Questo è stato infatti, e non crediamo per le sole vicende seguite dai ns. legali, l’esito delle “disavventure” patite dai farmacisti, troppo spesso – come ben sapete – oggetto di “attenzioni” davvero eccessive da parte degli organi di vigilanza e dell’autorità giudiziaria.
È stata accolta, in particolare, la tesi dell’assenza assoluta di qualunque consapevolezza – nei farmacisti “attenzionati” – di aver posto in vendita beni diversi da quelli nominalmente offerti in vendita.
In tutte queste vicende, del resto, nel momento in cui avvenivano le forniture di mascherine c.d.
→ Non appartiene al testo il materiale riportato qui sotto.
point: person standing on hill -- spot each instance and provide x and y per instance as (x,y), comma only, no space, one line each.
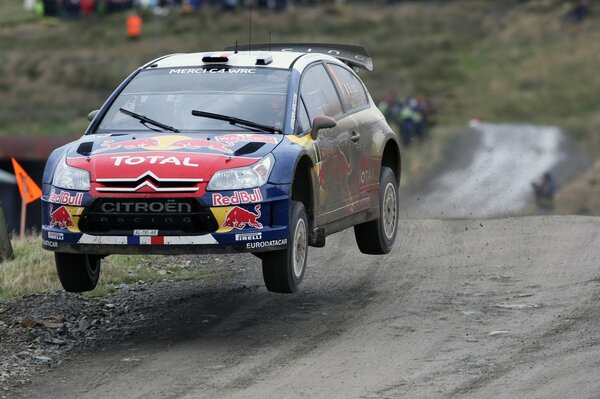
(544,193)
(134,26)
DPI, il farmacista non poteva far altro che affidarsi alle schede tecniche e alle certificazioni che il fornitore di volta in volta allegava senza l’obbligo di accertare ulteriormente la qualità del prodotto ricevuto.
Perciò, quello che viene definito l’elemento soggettivo del reato fin qui contestato [la frode in commercio, art. 515 c.p.], e che ha indotto gli organi inquirenti a disporre una serie di sequestri in alcuni casi talora molto consistenti, non poteva essere [escludendo, s’intende, eventuali fattispecie di tutt’altra fattura…] minimamente configurabile.
Di qui la richiesta di archiviazione, e anzi – se guardiamo bene – non sarebbe puramente fantasioso concludere che, ben diversamente, gli allora indagati dovessero in realtà ritenersi persone… offese del reato di truffa.